可能性を見付ける指導を
中山しのぶ
ヴァイオリニストとして活動の傍ら、長くヴァイオリンのレッスンを行っています。
3歳から、80代までの幅広い年齢層の方々とご一緒しましたが、人間の身体は、個人により、実に様々な特徴があり、そして可能性があります。
アマチュアの方も、プロフェッショナルの方も、それぞれに、疑問だったり、悩みがある事と思います。一人で抱え込むよりも、一度、他人の目を通して見る事で、問題解決の糸口を掴む事もあるかもしれません。
私の父は作曲家でした。幼い頃から、素晴らしい演奏を多く聴く機会に恵まれた事、そして今も、常に音楽や美術の友人達に、インスパイヤされている事が、とても恵まれていると思っています。

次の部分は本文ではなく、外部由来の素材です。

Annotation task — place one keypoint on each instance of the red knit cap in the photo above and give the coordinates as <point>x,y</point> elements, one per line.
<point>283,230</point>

老いて神経難病に侵された父と共に、闘病生活を送りましたが、生きようとする意思、そして、何度も死線を潜りながらも、固まりかけた肉体が、リハビリによって蘇り、歩行を可能にして行くのを目の当たりにして、人間の再生能力は本当に素晴らしいものだと思い知らされました。
こうして考えると、ヴァイオリンを弾く能力に、年齢や、怪我などで、限界を設ける必要などない、と、思えます。
最後に、イギリス留学時、私に最高の指導をして下さった、師のジーン・ハーヴィー女史に、心からの感謝と敬愛を捧げます。彼女の豊かな音楽と、また時間のある限り、練習を続ける謙虚な姿勢、そして弟子を占有する事なく、その可能性を最大限に引き出す為に、進んで他の教師の元へもレッスンを受けに行かせ、意見交換をするような、稀有な心の広さを持った師匠でした。彼女と出会えた事が、ここまで私を支え、演奏のみならず、教える事も、諦めずに続けさせてくれました。